Politico Space | Jacqueline Klimas

NASA’s Perseverance rover landed Thursday afternoon on Mars, marking a historic new chapter in America’s exploration of the Red Planet.

“The most important thing was the human factor,” Sen. Jerry Moran (R-Kan.), the ranking member of the appropriations subcommittee that funds NASA who was on hand at the Jet Propulsion Lab in Pasadena as it unfolded, told us. “The tension was certainly there. … Every step of the way, every benchmark that occurs, there’s a sigh of relief or applause or a high five. It was great to see the enthusiasm by Americans for success in the space program.”

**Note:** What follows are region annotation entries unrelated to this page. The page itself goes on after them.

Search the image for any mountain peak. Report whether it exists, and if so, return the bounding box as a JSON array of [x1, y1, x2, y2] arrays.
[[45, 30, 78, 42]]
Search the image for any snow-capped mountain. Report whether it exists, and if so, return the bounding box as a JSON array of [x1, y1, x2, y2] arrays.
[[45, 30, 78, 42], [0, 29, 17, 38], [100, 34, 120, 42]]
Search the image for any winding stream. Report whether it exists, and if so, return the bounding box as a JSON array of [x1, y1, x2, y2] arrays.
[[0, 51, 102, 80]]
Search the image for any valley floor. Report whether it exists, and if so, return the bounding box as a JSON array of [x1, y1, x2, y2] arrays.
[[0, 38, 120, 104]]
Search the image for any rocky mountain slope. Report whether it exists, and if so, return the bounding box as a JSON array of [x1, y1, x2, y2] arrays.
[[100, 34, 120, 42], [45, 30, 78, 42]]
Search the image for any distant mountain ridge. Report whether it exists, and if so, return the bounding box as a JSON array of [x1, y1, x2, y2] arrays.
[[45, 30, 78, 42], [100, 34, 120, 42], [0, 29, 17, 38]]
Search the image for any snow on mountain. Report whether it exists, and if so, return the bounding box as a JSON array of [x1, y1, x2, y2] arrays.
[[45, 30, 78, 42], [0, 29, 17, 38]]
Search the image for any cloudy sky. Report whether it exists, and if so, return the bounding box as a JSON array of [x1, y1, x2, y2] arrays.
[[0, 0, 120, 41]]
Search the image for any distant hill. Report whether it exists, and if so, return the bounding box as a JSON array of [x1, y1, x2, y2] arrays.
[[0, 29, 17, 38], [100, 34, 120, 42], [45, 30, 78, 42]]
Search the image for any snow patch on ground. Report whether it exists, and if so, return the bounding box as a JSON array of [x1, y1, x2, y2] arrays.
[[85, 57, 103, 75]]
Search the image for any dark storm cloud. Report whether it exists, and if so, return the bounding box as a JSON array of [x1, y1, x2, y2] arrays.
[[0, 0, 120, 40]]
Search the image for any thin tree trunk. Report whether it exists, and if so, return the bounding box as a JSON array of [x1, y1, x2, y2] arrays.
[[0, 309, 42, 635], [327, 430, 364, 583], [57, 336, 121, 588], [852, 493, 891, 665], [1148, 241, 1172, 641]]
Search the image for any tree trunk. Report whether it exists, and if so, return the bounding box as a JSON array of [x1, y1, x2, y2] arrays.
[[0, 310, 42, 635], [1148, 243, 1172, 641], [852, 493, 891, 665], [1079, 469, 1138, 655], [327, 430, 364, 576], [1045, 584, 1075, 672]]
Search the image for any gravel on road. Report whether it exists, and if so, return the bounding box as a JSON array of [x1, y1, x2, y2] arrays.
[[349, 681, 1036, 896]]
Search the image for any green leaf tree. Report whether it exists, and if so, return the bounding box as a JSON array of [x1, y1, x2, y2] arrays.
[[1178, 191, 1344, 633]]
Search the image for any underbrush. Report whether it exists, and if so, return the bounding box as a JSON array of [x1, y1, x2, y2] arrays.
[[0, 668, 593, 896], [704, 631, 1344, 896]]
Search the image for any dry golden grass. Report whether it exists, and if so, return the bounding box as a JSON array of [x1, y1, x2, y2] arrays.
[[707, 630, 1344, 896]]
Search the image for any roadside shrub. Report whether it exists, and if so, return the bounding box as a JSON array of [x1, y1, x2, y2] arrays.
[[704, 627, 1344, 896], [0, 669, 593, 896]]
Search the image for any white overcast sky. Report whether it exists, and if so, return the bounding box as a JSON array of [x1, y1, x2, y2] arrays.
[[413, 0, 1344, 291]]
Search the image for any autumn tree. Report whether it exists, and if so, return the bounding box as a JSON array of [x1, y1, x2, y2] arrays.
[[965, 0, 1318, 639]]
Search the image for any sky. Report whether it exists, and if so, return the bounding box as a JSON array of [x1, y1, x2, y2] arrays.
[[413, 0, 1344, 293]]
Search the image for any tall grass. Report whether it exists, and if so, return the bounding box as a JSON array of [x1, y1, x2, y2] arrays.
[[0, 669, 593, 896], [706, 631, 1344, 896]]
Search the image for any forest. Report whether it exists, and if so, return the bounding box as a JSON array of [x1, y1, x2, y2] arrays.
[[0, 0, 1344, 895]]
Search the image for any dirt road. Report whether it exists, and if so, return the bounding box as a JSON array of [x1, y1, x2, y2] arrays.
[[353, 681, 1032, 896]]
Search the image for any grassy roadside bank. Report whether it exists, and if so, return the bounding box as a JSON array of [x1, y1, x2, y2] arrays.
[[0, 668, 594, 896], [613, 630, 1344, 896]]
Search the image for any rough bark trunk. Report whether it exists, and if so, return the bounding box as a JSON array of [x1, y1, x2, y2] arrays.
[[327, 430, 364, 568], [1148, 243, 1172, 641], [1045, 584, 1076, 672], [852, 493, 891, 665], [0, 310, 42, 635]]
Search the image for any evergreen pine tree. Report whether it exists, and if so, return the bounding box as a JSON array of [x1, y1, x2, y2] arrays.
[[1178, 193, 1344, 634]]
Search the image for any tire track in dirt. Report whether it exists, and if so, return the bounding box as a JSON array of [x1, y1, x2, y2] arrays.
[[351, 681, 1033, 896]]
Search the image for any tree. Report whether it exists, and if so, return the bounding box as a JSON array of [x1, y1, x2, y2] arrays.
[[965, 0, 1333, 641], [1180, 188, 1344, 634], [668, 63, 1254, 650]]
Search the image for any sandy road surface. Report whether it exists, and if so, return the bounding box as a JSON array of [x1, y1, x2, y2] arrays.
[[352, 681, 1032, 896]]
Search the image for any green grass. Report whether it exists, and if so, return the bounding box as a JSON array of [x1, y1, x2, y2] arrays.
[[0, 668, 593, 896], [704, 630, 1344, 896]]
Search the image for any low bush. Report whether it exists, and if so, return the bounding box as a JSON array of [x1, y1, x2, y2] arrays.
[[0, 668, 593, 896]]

The rover checked in via its official Twitter account to let the world know it was safe. “Perseverance will get you anywhere.”

What happens next is up to Washington. Perseverance is the first in a three-part effort to bring tubes of Martian dust back to Earth for study in 2031. But that will require a decade-long commitment in dollars and political will from Congress and successive presidential administrations. Frank Lucas (R-Okla.), the top Republican on the House Science Committee, admitted he is “concerned” that Congress will not follow through on funding for a mission with such a delayed payoff.

To help build support for the sample return mission another leading space legislator wants to pass a bipartisan congressional resolution so future appropriators know Congress once believed this effort was critical. “We’re not the president. We can’t be John Kennedy and say ‘at the end of the decade,’” Don Beyer (D-Va.), who chairs the House space subcommittee, said in reference to JFK’s 1962 moonshot speech that ignited the Apollo program. “But we can do the congressional equivalent.”

Perseverance can also help make the case, Moran said. “Today’s success I think helps bring us along in the cause of support for planetary missions. … Does the helicopter take off a month from now? All of those things build the case for continued support,” said Moran, referencing an experimental helicopter onboard that would be the first to fly on another planet.